The International Olympic Committee (IOC) has announced a new policy on the protection of the women’s category that will force thousands of elite women athletes from around the world to undergo genetic sex testing in order to compete.
Critics argue the policy is based on weak science and raises urgent and important questions about fairness and human rights. It requires athletes seeking to participate in the women’s category at IOC events, such as the Olympic Games and the Youth Olympic Games, to undergo screening for the sex-determining region Y (SRY) gene.
The IOC’s policy is an extension of the genetic sex testing practices recently adopted by international sport federations for athletics, swimming, boxing and skiing and snowboarding.
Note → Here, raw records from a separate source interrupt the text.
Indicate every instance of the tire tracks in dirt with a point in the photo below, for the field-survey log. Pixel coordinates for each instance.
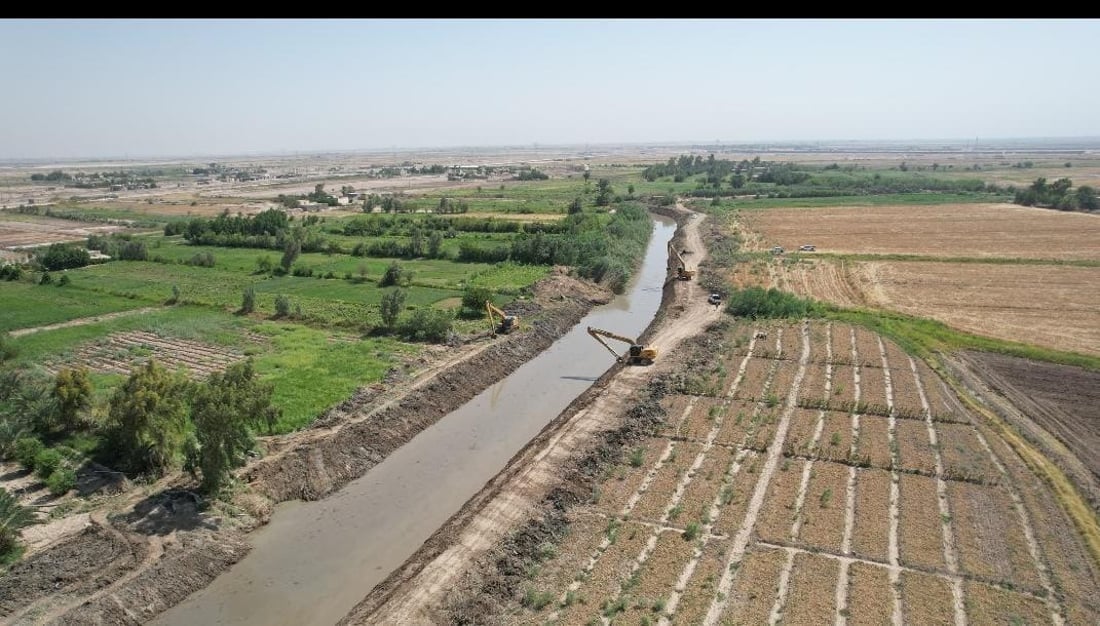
(894, 489)
(950, 557)
(784, 575)
(741, 539)
(849, 506)
(415, 590)
(81, 321)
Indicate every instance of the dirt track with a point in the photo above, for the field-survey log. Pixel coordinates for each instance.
(420, 588)
(191, 547)
(1056, 407)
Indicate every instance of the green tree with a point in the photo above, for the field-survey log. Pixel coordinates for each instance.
(147, 418)
(223, 409)
(393, 301)
(427, 324)
(73, 392)
(416, 242)
(12, 517)
(435, 244)
(603, 193)
(1087, 198)
(393, 275)
(264, 264)
(249, 299)
(473, 300)
(290, 252)
(282, 305)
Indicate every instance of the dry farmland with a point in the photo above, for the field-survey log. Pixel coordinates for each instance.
(935, 230)
(119, 353)
(1046, 304)
(923, 517)
(41, 231)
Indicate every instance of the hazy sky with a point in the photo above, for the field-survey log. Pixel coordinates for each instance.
(77, 88)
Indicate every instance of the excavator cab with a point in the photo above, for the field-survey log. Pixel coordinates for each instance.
(506, 324)
(637, 354)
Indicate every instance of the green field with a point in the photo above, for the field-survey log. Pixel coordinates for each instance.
(26, 305)
(311, 369)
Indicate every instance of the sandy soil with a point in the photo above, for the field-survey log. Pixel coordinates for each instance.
(1053, 306)
(417, 590)
(972, 231)
(178, 547)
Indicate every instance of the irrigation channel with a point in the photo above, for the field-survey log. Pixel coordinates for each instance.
(315, 560)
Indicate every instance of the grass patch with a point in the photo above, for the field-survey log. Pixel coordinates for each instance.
(26, 305)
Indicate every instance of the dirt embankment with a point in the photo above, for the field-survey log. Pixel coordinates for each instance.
(1056, 407)
(475, 560)
(154, 553)
(325, 464)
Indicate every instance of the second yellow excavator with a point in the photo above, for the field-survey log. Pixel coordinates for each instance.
(507, 324)
(682, 272)
(638, 354)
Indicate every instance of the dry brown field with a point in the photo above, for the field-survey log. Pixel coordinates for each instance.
(41, 231)
(711, 529)
(121, 352)
(1053, 306)
(976, 231)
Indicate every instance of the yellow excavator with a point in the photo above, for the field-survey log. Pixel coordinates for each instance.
(638, 354)
(507, 324)
(682, 272)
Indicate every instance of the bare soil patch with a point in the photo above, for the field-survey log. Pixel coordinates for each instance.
(120, 352)
(994, 230)
(1062, 401)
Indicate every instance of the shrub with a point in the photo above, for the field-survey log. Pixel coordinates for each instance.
(760, 303)
(61, 481)
(473, 300)
(282, 305)
(393, 301)
(46, 461)
(691, 531)
(26, 451)
(8, 350)
(393, 275)
(249, 299)
(427, 325)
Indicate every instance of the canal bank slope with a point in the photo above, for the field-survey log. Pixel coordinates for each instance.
(442, 581)
(154, 547)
It also encourages other international sport federations to implement similar exclusionary policies for competitions outside the Olympics.
The purpose of the test is to identify and exclude transgender women and women with sex variations due to the perception that they threaten the integrity of women’s sport. Athletes who test positive for the SRY gene are ineligible for the women’s category, unless they can demonstrate complete insensitivity to testosterone through clinical evaluations.
While groups advocating to restrict eligibility in women’s sport are celebrating this return to genetic screening, the implications are deeply troubling. The use of genetic sex testing in sport was discredited and abandoned in the 1990s due to scientific, ethical and legal concerns — all of which remain relevant today.
The IOC moved ahead with its new policy despite stern warnings and petitions from United Nations experts, 140 human rights and sport advocacy organizations and more than 90 legal experts worldwide.